Il faut pourtant rappeler que l’abandon d’un animal est susceptible d’être puni de deux ans de prison et de 30 000 € d’amende. Néanmoins, ces sanctions ne sont que trop peu appliquées. Fort de ce constat, Éric Alauzet avait été cosignataire d’une tribune appelant à durcir la législation afin d’en finir avec ces abandons massifs.

C’est pourquoi il soutient l’initiative du ministre de l’Agriculture de lancer une mission parlementaire sur les abandons d’animaux de compagnie. Elle devra dresser l’état des lieux sur la situation actuelle. « Il faut des chiffres non discutables et expliquer aux Françaises et aux Français qu’il y a des règles ». Le rapport devra être rendu dans les six mois a indiqué Didier Guillaume, qui rencontre l’ensemble des professionnels et des associations concernés par le bien-être animal.

Le ministre a par ailleurs confirmé que la castration à vif des porcelets serait interdite à compter de fin 2021. « Il faudra faire autre chose, il faudra une anesthésie » a-t-il souligné. 

Cette décision fait suite à une autre annonce importante : l’interdiction du broyage des poussins mâles à fin 2021.

Éric Alauzet s’en félicite, lui qui avait dès septembre 2015 sensibilisé le gouvernement, lui rappelant que chaque année ce sont 50 millions de poussins mâles qui sont éliminés de manière cruelle dès leur naissance. 

Bien sûr, on peut toujours trouver que ça ne va pas assez vite. Pour autant, les choses avancent par étape et vont dans le bon sens. Il faut aussi le faire en partenariat avec les professionnels et les filières, et non pas contre eux. 

Force est de constater que la lutte contre la maltraitance animale progresse, même s’il reste encore du chemin à parcourir pour éliminer toute souffrance. Pour maintenir le cap, Éric Alauzet est ce jour signataire d’une nouvelle tribune qui témoigne de son engagement en faveur de la cause animale : 

LES PARLEMENTAIRES DE LA MAJORITE, SENSIBLES A LA CONDITION ANIMALE AVONS ETE ENTENDUS !

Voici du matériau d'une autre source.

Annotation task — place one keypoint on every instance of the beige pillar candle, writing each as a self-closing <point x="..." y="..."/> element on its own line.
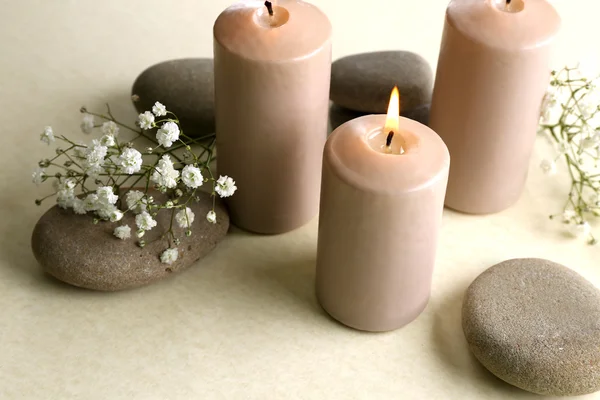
<point x="272" y="77"/>
<point x="493" y="70"/>
<point x="381" y="209"/>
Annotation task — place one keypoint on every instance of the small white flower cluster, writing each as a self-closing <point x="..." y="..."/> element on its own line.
<point x="104" y="160"/>
<point x="570" y="120"/>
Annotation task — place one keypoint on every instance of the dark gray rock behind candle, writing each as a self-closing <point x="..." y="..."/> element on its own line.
<point x="185" y="87"/>
<point x="536" y="325"/>
<point x="363" y="82"/>
<point x="74" y="250"/>
<point x="339" y="115"/>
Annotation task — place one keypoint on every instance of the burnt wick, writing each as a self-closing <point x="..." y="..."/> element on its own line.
<point x="269" y="6"/>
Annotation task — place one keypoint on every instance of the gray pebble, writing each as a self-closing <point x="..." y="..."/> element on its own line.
<point x="536" y="325"/>
<point x="74" y="250"/>
<point x="363" y="82"/>
<point x="185" y="87"/>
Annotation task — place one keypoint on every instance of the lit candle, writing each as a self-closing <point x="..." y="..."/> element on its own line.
<point x="272" y="72"/>
<point x="493" y="70"/>
<point x="382" y="195"/>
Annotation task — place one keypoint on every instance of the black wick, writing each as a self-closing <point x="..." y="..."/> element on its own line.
<point x="388" y="140"/>
<point x="269" y="6"/>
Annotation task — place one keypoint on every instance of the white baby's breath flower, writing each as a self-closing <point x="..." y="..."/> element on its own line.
<point x="164" y="174"/>
<point x="169" y="256"/>
<point x="48" y="135"/>
<point x="146" y="120"/>
<point x="122" y="232"/>
<point x="87" y="123"/>
<point x="135" y="201"/>
<point x="115" y="215"/>
<point x="569" y="215"/>
<point x="192" y="176"/>
<point x="106" y="195"/>
<point x="90" y="203"/>
<point x="549" y="167"/>
<point x="211" y="217"/>
<point x="225" y="186"/>
<point x="108" y="140"/>
<point x="167" y="134"/>
<point x="110" y="128"/>
<point x="38" y="175"/>
<point x="144" y="221"/>
<point x="580" y="229"/>
<point x="65" y="198"/>
<point x="159" y="109"/>
<point x="185" y="218"/>
<point x="79" y="206"/>
<point x="130" y="161"/>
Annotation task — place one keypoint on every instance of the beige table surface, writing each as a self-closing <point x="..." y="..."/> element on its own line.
<point x="243" y="323"/>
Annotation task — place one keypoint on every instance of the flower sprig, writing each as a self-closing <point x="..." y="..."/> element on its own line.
<point x="570" y="118"/>
<point x="89" y="178"/>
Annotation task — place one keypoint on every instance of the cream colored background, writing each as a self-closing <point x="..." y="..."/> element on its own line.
<point x="243" y="323"/>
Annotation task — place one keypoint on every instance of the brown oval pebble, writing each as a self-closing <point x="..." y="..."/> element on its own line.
<point x="74" y="250"/>
<point x="536" y="325"/>
<point x="185" y="87"/>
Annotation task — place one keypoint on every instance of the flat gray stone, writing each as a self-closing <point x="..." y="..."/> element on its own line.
<point x="536" y="325"/>
<point x="363" y="82"/>
<point x="185" y="87"/>
<point x="340" y="115"/>
<point x="74" y="250"/>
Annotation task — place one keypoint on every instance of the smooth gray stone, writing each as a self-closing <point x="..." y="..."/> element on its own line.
<point x="536" y="325"/>
<point x="363" y="82"/>
<point x="74" y="250"/>
<point x="185" y="87"/>
<point x="339" y="115"/>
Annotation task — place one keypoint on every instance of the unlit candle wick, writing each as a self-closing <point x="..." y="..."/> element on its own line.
<point x="388" y="140"/>
<point x="269" y="6"/>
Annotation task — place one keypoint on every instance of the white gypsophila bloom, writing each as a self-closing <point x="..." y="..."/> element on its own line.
<point x="130" y="161"/>
<point x="87" y="123"/>
<point x="38" y="175"/>
<point x="144" y="221"/>
<point x="65" y="198"/>
<point x="185" y="218"/>
<point x="90" y="203"/>
<point x="159" y="109"/>
<point x="94" y="159"/>
<point x="105" y="210"/>
<point x="548" y="167"/>
<point x="115" y="215"/>
<point x="580" y="229"/>
<point x="134" y="200"/>
<point x="106" y="195"/>
<point x="146" y="120"/>
<point x="122" y="232"/>
<point x="164" y="174"/>
<point x="167" y="134"/>
<point x="169" y="256"/>
<point x="192" y="176"/>
<point x="110" y="128"/>
<point x="225" y="186"/>
<point x="108" y="140"/>
<point x="79" y="206"/>
<point x="80" y="151"/>
<point x="569" y="215"/>
<point x="211" y="217"/>
<point x="48" y="135"/>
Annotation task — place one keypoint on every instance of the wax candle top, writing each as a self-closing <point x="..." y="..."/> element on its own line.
<point x="356" y="161"/>
<point x="294" y="30"/>
<point x="524" y="24"/>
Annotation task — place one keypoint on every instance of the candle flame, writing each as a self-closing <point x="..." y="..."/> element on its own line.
<point x="392" y="121"/>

Nous députés de la majorité mobilisés pour l’amélioration de la condition animale en France, u contact des citoyens, des associations, des agriculteurs et des filières, avons depuis le premier jour de notre mandat sensibilisé, puis poussé le gouvernement à s’emparer du sujet du bien-être animal avec ambition. 

Aujourd’hui, nous avons de bonnes raisons de croire qu’une vraie volonté d’avancer existe au plus haut niveau de l’Etat.

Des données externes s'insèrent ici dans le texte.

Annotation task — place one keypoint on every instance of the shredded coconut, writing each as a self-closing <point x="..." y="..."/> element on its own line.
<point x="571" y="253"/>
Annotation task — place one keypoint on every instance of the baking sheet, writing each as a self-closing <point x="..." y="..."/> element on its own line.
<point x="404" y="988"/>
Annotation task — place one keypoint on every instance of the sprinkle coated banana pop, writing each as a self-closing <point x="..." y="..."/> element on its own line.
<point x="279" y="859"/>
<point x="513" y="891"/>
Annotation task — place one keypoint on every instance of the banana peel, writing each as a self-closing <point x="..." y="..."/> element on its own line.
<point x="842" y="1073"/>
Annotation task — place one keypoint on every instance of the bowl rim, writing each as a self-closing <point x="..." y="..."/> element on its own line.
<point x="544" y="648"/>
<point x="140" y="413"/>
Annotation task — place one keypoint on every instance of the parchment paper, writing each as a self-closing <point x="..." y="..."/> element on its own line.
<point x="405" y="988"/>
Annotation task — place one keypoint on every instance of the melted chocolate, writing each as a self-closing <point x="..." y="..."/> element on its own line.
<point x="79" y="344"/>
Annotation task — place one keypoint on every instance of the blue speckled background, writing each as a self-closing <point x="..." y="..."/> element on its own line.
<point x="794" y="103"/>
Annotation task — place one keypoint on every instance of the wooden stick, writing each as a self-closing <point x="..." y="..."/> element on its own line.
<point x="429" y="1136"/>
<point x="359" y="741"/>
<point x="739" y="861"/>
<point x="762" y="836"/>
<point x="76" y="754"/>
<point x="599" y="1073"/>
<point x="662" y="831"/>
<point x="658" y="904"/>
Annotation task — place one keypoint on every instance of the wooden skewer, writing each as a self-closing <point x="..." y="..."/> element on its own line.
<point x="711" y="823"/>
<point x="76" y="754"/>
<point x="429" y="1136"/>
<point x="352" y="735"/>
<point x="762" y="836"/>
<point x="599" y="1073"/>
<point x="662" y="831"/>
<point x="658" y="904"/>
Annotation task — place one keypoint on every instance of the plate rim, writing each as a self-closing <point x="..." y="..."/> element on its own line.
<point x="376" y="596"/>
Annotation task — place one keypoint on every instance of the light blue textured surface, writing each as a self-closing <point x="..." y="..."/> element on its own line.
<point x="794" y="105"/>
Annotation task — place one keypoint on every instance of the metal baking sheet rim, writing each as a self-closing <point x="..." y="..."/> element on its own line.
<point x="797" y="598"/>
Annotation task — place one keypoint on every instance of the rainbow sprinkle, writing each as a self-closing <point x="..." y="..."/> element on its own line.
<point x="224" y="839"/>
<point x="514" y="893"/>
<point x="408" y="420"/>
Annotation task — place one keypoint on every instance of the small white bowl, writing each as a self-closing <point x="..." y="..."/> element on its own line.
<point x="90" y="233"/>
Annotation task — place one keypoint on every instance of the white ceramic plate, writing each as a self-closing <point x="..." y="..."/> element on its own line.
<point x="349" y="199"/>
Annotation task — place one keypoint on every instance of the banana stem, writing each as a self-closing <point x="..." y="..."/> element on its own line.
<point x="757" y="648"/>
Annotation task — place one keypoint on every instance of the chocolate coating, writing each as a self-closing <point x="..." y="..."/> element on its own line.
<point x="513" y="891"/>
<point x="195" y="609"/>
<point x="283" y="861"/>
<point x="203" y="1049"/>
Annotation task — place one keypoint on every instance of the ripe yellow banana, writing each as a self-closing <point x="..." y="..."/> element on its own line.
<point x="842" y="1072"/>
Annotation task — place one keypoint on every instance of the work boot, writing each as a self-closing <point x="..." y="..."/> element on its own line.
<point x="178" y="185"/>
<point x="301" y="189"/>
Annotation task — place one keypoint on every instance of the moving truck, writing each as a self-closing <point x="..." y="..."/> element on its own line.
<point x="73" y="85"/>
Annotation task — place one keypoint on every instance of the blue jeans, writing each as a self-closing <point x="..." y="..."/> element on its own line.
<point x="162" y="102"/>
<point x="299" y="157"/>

Nous sommes satisfaits d’avoir été entendus par le gouvernement et que les travaux des représentants de la Nation aient permis un engagement fort des ministres concernés.

Pour ce qui nous concerne et à titre d’exemples :

- pour les animaux de rente, nous souhaitons une série de mesures fortes à l’instar de la fin du broyage à vif des poussins et de l’interdiction de la castration à vif des porcelets.

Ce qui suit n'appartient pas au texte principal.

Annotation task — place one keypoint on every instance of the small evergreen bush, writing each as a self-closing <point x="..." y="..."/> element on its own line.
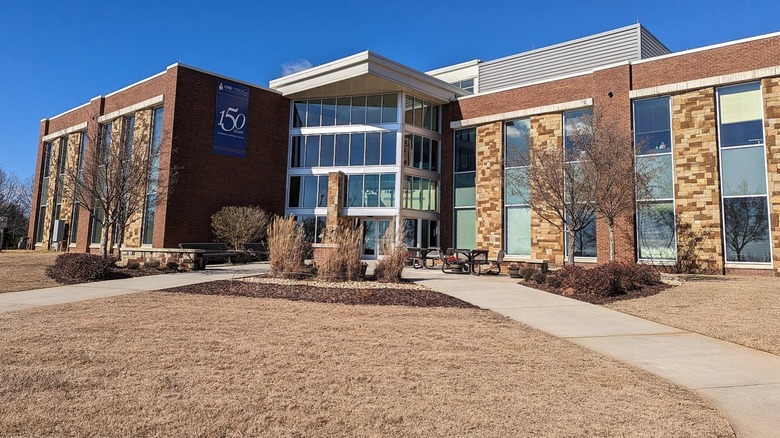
<point x="72" y="268"/>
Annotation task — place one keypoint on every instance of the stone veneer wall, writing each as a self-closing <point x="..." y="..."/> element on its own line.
<point x="771" y="89"/>
<point x="489" y="190"/>
<point x="546" y="239"/>
<point x="141" y="136"/>
<point x="697" y="189"/>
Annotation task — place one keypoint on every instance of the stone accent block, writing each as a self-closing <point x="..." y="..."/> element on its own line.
<point x="697" y="188"/>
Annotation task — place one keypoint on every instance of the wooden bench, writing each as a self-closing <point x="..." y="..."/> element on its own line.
<point x="211" y="251"/>
<point x="256" y="250"/>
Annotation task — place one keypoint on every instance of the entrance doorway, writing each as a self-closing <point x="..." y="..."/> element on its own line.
<point x="373" y="237"/>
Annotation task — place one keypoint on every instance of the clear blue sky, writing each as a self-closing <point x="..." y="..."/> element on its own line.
<point x="55" y="55"/>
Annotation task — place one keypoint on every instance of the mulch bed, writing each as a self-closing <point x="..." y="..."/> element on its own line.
<point x="597" y="299"/>
<point x="388" y="296"/>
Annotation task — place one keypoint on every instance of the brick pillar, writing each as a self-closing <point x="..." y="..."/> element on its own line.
<point x="697" y="189"/>
<point x="489" y="190"/>
<point x="771" y="89"/>
<point x="546" y="239"/>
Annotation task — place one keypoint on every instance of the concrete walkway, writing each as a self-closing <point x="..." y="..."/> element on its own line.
<point x="87" y="291"/>
<point x="743" y="383"/>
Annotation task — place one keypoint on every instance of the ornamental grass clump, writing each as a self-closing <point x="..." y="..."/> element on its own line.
<point x="342" y="261"/>
<point x="287" y="247"/>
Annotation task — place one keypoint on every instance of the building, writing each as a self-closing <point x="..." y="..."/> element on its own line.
<point x="368" y="140"/>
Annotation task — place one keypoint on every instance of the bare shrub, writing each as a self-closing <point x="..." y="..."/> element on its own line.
<point x="236" y="225"/>
<point x="390" y="268"/>
<point x="342" y="263"/>
<point x="286" y="246"/>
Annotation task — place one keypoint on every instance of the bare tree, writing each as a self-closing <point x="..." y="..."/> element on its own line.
<point x="116" y="177"/>
<point x="237" y="225"/>
<point x="559" y="184"/>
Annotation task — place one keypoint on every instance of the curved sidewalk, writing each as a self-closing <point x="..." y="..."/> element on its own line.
<point x="742" y="382"/>
<point x="87" y="291"/>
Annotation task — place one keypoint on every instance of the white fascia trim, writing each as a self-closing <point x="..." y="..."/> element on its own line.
<point x="131" y="109"/>
<point x="136" y="83"/>
<point x="66" y="112"/>
<point x="66" y="131"/>
<point x="545" y="109"/>
<point x="455" y="67"/>
<point x="702" y="49"/>
<point x="365" y="63"/>
<point x="227" y="78"/>
<point x="705" y="82"/>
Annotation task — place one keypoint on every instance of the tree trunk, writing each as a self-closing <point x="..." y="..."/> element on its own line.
<point x="611" y="241"/>
<point x="570" y="247"/>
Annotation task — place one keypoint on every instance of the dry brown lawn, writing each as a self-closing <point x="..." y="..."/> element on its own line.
<point x="163" y="364"/>
<point x="24" y="270"/>
<point x="744" y="310"/>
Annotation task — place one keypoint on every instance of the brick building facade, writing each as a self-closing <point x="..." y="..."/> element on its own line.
<point x="426" y="151"/>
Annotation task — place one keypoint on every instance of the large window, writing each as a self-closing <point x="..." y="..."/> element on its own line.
<point x="150" y="207"/>
<point x="576" y="124"/>
<point x="465" y="178"/>
<point x="371" y="190"/>
<point x="655" y="204"/>
<point x="517" y="210"/>
<point x="421" y="152"/>
<point x="421" y="194"/>
<point x="421" y="114"/>
<point x="743" y="174"/>
<point x="358" y="110"/>
<point x="360" y="149"/>
<point x="308" y="191"/>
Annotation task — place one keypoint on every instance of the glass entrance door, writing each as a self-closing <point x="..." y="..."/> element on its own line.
<point x="373" y="237"/>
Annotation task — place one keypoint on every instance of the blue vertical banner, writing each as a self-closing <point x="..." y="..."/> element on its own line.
<point x="230" y="123"/>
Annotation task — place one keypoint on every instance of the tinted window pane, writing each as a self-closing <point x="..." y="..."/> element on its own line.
<point x="356" y="151"/>
<point x="343" y="111"/>
<point x="326" y="150"/>
<point x="372" y="148"/>
<point x="359" y="110"/>
<point x="388" y="147"/>
<point x="314" y="111"/>
<point x="465" y="150"/>
<point x="328" y="112"/>
<point x="746" y="231"/>
<point x="299" y="114"/>
<point x="374" y="109"/>
<point x="312" y="150"/>
<point x="659" y="171"/>
<point x="355" y="191"/>
<point x="465" y="189"/>
<point x="371" y="191"/>
<point x="295" y="191"/>
<point x="387" y="186"/>
<point x="342" y="150"/>
<point x="744" y="171"/>
<point x="389" y="108"/>
<point x="518" y="231"/>
<point x="466" y="228"/>
<point x="655" y="231"/>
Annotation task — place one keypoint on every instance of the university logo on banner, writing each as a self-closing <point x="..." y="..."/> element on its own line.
<point x="231" y="119"/>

- pour les animaux de compagnie, dans le droit fil de la tribune sur l’abandon parue en juin dernier et signée par 240 parlementaires, nous attendons un grand plan d’action anti-abandon.

- pour les animaux sauvages, nous souhaitons des avancées significatives sur les spectacles avec animaux sauvages (delphinariums, cirques, montreurs d’ours, …).

- pour les animaux d’expérimentation, nous attendons des mesures concrètes pour le développement de méthodes alternatives au modèle animal.

La cause animale n’est pas l’apanage d’un parti politique. C’est un sujet transpartisan.

Nous, députés de LaREM, nous avons investi ce sujet en sincérité et responsabilité.

Le rapport homme-animal doit évoluer, c’est un impératif, c’est aussi notre conviction.

A la hauteur de l’enjeu et de son attente auprès des Français, nous sommes prêts à soutenir des mesures fortes, nécessaires et concrètes.

Nous serons vigilants à ce que les mesures qui seront annoncées traduisent pleinement cet élan progressiste.